Olhando para o futuro, a maioria das empresas globais (72%) estará conduzindo revisões mais regulares de estratégias e portfólios.

Diferença na estratégia da pesquisa de Fusões e Aquisições do EY M&A atual vs. três anos atrás
A estratégia atual da pesquisa de Fusões e Aquisições do EY M&A é a mais diferente de três anos atrás.

Uma vez que a normalidade tenha voltado, muitos executivos dizem que irão priorizar novos investimentos em digital e tecnologia (71%) e como alocam capital em toda a sua carteira (73%).  Estes planos serão reiniciados. Os executivos provavelmente vão olhar para além da recessão e fazer movimentos mais rápidos para reimaginar, reformular e reinventar seus negócios para ajudar a alimentar a recuperação e criar valor a longo prazo para todos os seus stakeholders.
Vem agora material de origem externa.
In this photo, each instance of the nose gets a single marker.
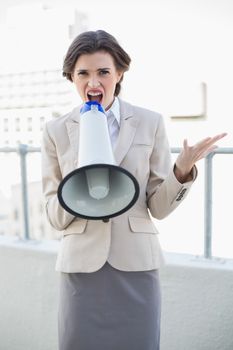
(93, 82)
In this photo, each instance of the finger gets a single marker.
(185, 143)
(205, 153)
(205, 144)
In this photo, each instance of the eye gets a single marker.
(82, 72)
(104, 72)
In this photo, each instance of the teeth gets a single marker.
(94, 93)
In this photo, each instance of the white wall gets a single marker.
(197, 309)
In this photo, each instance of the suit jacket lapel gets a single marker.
(127, 131)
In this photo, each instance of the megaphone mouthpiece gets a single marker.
(98, 188)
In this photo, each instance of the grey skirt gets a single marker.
(109, 310)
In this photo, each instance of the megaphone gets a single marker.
(98, 189)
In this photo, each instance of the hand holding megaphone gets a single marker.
(98, 188)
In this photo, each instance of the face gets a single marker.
(95, 77)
Levantamento de Fusões e Aquisições (EY M&A) como as ações resultantes do processo de revisão de estratégia são diferentes de três anos atrás

Além: transformação - e M&A podem ser uma via rápida

É evidente que muitos dos nossos inquiridos irão aumentar a frequência, melhorar a qualidade e agir os resultados das revisões de carteiras e as empresas que rapidamente reinicializarem as estratégias pré-crise provavelmente estarão melhor posicionadas após a COVID-19. Isso significa uma utilização ainda melhor dos dados para compreender o novo ambiente de mercado e o panorama competitivo em evolução. Significa também reequilibrar carteiras de ativos com mais freqüência através de aquisições e alienações.

Levantamento de Fusões e Aquisições (EY M&A) como as ações resultantes do processo de revisão de estratégia são diferentes de três anos atrás

Tal como acontece agora com as ações governamentais, o que acontece para além da crise precisa de ser ativado no momento certo.  Em termos de intenções de negócio, nossos entrevistados estão tomando um horizonte de 12 meses e permanecem resolutos em seus planos pré-crise. Que as intenções de M&A permaneçam em níveis elevados em meio a esta crise não é surpresa — a transformação através de transações é agora um capítulo estabelecido no livro de exercícios do CEO. As aquisições podem ser um meio poderoso para reformular carteiras e acelerar o crescimento. 

A empresa espera que a M&A seja uma empresa que se dedique ativamente à M&A nos próximos 12 meses

É claro que ninguém pode prever com precisão o futuro — e isso é particularmente verdade numa altura em que grande parte do mundo está em pausa por causa da maior emergência de saúde global em gerações. No entanto, o que sabemos sobre o futuro é que todos nós devemos aprender com o passado. Em retrospectiva, os dados mostram que a recessão pós-crise financeira em 2008-10 foi uma oportunidade para fazer movimentos estratégicos ousados de transformação, incluindo aquisições de ativos de alta qualidade que teriam impulsionado um crescimento mais rápido na recuperação. Assim, enquanto o mundo se conforma com a crise da COVID-19, o caminho para os executivos globais é não só enfrentar os incríveis desafios que todos nós enfrentamos agora, mas também planejar o próximo e pensar além.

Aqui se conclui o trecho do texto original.